Interact Cardiovasc Thorac Surg. 2013 Sep;17(3):594-7. doi: 10.1093/icvts/ivt225. Epub 2013 May 23.
A 26-year old female had an incidental finding of a cystic mediastinal mass (10.8 × 9.4 × 10.0 cm) in the inferior-anterior mediastinum. It had compressed the superior vena cava, right atrium and right ventricle, and additional imaging studies could not exclude right heart involvement. She underwent exploration via right thoracoscopy (video-assisted thoracoscopy), and the right groin vessels were isolated for bypass, if needed.

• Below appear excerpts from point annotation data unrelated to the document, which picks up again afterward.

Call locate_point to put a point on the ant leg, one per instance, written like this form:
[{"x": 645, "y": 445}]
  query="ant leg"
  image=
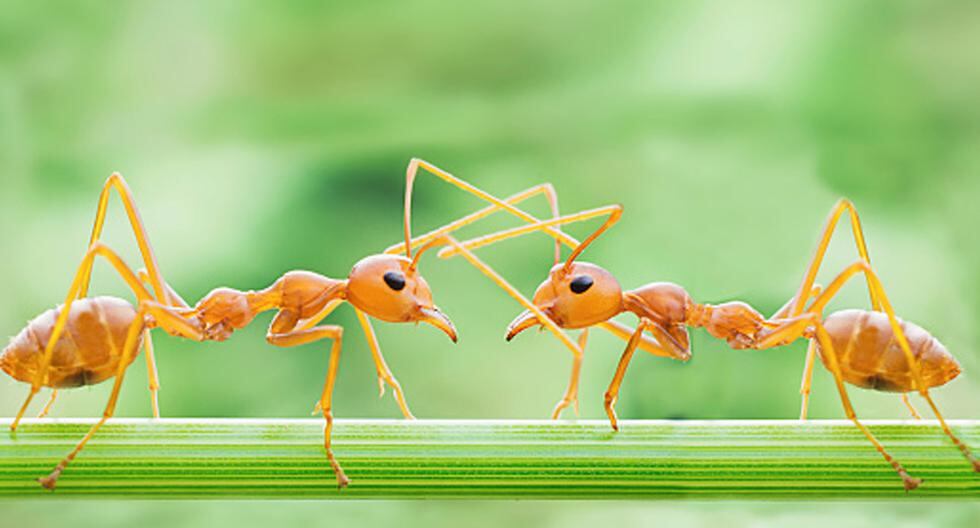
[
  {"x": 301, "y": 337},
  {"x": 571, "y": 392},
  {"x": 173, "y": 298},
  {"x": 410, "y": 174},
  {"x": 811, "y": 352},
  {"x": 384, "y": 373},
  {"x": 129, "y": 350},
  {"x": 863, "y": 267},
  {"x": 783, "y": 312},
  {"x": 910, "y": 407},
  {"x": 612, "y": 211},
  {"x": 116, "y": 181},
  {"x": 828, "y": 350},
  {"x": 47, "y": 407},
  {"x": 527, "y": 304},
  {"x": 842, "y": 206},
  {"x": 612, "y": 393},
  {"x": 646, "y": 343},
  {"x": 97, "y": 249},
  {"x": 956, "y": 441},
  {"x": 151, "y": 373}
]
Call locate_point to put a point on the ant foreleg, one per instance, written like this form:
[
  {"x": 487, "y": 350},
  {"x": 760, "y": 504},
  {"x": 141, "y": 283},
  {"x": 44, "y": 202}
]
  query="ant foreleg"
[
  {"x": 293, "y": 338},
  {"x": 384, "y": 373},
  {"x": 570, "y": 398},
  {"x": 647, "y": 343},
  {"x": 612, "y": 393}
]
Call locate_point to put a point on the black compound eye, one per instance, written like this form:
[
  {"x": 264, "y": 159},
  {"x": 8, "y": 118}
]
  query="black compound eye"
[
  {"x": 395, "y": 280},
  {"x": 581, "y": 284}
]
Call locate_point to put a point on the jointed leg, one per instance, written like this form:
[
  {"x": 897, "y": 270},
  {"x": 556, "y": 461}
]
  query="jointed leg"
[
  {"x": 117, "y": 182},
  {"x": 300, "y": 337},
  {"x": 98, "y": 249},
  {"x": 173, "y": 298},
  {"x": 384, "y": 373},
  {"x": 129, "y": 350},
  {"x": 47, "y": 407},
  {"x": 910, "y": 407},
  {"x": 612, "y": 393},
  {"x": 151, "y": 373},
  {"x": 831, "y": 355},
  {"x": 571, "y": 392},
  {"x": 811, "y": 352},
  {"x": 842, "y": 206},
  {"x": 647, "y": 343}
]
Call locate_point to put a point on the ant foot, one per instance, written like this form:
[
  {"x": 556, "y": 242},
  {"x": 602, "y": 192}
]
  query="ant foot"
[
  {"x": 909, "y": 482},
  {"x": 50, "y": 481}
]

Examination of the mass revealed its extrapericardial origin from the thymus. Complete resection was achieved with minimally invasive techniques through a 2.5-cm incision using a three-port approach. She was discharged on postoperative day one. The interdisciplinary planning and cooperation in this case avoided thoracotomy or sternotomy and allowed for a safe and complete minimally invasive resection.
一名26岁女性偶然发现前下纵隔有一个囊性纵隔肿块(10.8×9.4×10.0厘米)。它压迫了上腔静脉、右心房和右心室,进一步的影像学检查不能排除右心受累。她接受了右胸腔镜检查(电视辅助胸腔镜检查),并分离了右腹股沟血管以备必要时进行搭桥。对肿块的检查显示其起源于胸腺的心包外。通过三孔入路,经2.5厘米切口采用微创技术实现了完整切除。她术后第一天出院。该病例中的多学科规划与合作避免了开胸手术或胸骨切开术,实现了安全、完整的微创切除。